COSTA MESA, CA – Experian® and The Gallup Organization today announced that consumer sentiment about their credit showed little change, with the Experian-Gallup Personal Credit Index(SM) showing only a slight improvement from the prior month. In the benchmark measure published two months ago, the Personal Credit Index stood at 100, but it dropped sharply last month to 82 and has moved slightly upward this month to 86. More results for the Experian-Gallup Personal Credit Index can be found at http://www.PersonalCreditIndex.com.

“The slight change in the Personal Credit Index suggests that consumers’ feelings are stabilizing and perhaps they are experiencing a wait and see outlook with regard to changes in the economy,” said Ed Ojdana, group president of Experian Interactive. “With short-term interest rates and housing prices continuing to rise, it’s understandable if consumers are being cautious.”

In addition to measuring the Personal Credit Index this month, the Experian-Gallup survey asked consumers about the housing market and mortgages. Most consumers expect housing prices and mortgage rates to rise in the next year. Only five percent of consumers expect housing prices to decline in the next year, while 70 percent expect them to increase, and another 24 percent expect them to remain steady. Among those who expect changes, most say the increases (or declines) will be modest, though about a quarter of all consumers expect housing prices to rise 10 percent or more in their area.

Most consumers, 75 percent, also expect mortgage rates to increase modestly over the next year, while only three percent expect them to decline. About half who expect an increase predict it will be no more than one percentage point, while a third say from one to two points, and the rest think it will be higher than that.

“It’s gratifying to see that most consumers are aware that interest rates are on the rise and that mortgage rates will be affected,” said Dennis Jacobe, chief economist for The Gallup Organization. “However, since they expect an increase, consumers should now consider alternatives to variable interest rate mortgages. If they wait until rates are one or two points higher, they may already be suffering financially.”

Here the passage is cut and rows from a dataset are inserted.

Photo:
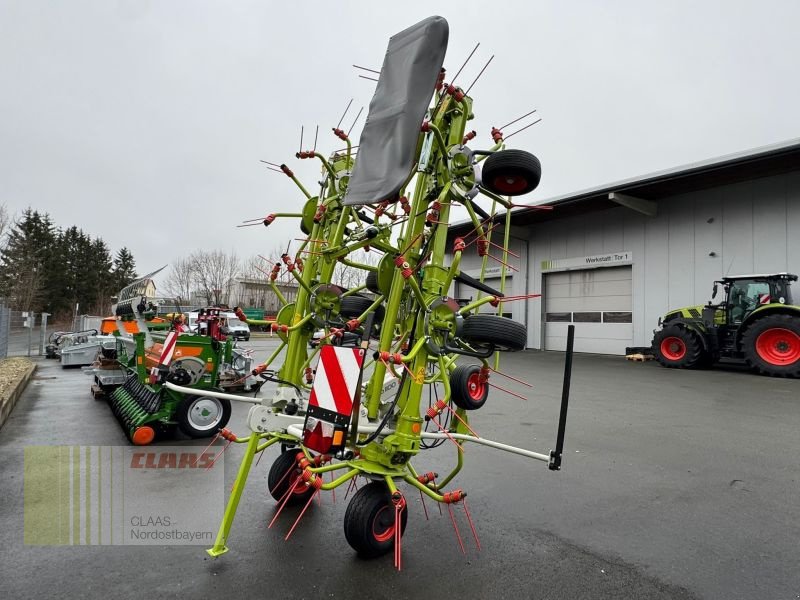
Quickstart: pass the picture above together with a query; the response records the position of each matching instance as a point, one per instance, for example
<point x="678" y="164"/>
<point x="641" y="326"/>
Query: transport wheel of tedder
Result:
<point x="466" y="388"/>
<point x="679" y="348"/>
<point x="354" y="306"/>
<point x="500" y="332"/>
<point x="511" y="172"/>
<point x="283" y="474"/>
<point x="369" y="521"/>
<point x="201" y="416"/>
<point x="771" y="345"/>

Most consumers apparently recognize the long-term risks with variable rate mortgages, preferring a fixed rate mortgage. The poll shows that only 14 percent of all consumers currently have a variable rate loan on their homes — including seven percent with a variable rate mortgage, and the rest with variable rates on either their home equity loans or accounts.

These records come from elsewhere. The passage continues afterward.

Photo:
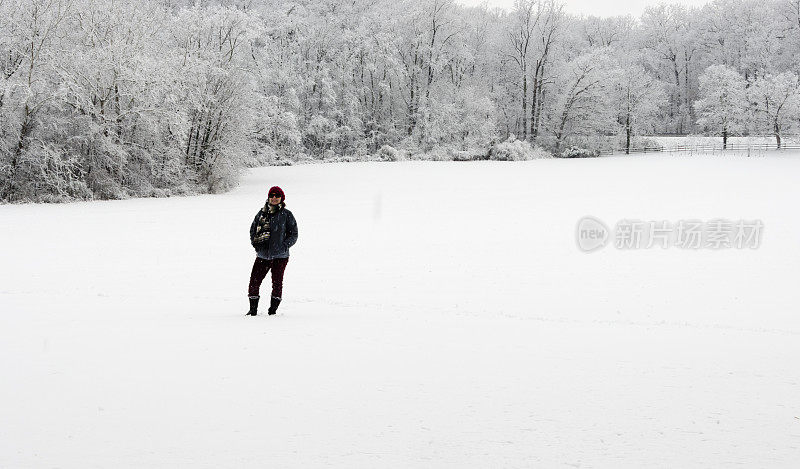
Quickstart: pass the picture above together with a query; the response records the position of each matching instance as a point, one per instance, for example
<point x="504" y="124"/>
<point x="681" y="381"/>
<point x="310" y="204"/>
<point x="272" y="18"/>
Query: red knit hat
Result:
<point x="277" y="190"/>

In addition, among consumers who plan on borrowing money against their homes in the next six months, either because of buying a new home or refinancing, about one in five say they would be likely to take out an adjustable rate loan or mortgage — with a low interest rate initially, but which would increase substantially after a fixed period of time.

“In addition to rising interest rates, there has been a lot of talk about a housing bubble,” said Jacobe. “Our latest survey showed that few consumers are aware of a possible housing bubble. This is troubling because if there is a housing bubble some consumers with mortgages could end up upside down, meaning they will owe more on their mortgage than their home is worth.”

Only about a quarter of all consumers have heard of a potential “housing bubble,” with 65 percent saying they have heard nothing about it, and another 12 percent saying “only a little.” However, when told that a housing bubble is when the prices of houses have increased so quickly and gone so high that it’s like a bubble that could burst and suddenly there could be a big drop in the price of houses, about four in ten consumers say it is either very or somewhat likely that such a situation could occur in their area within the next three years.

Lower income consumers (under $40,000 annual household income) are most likely to say a housing bubble could occur in their area — 46 percent express that view, compared with about 30 to 33 percent among consumers with higher incomes.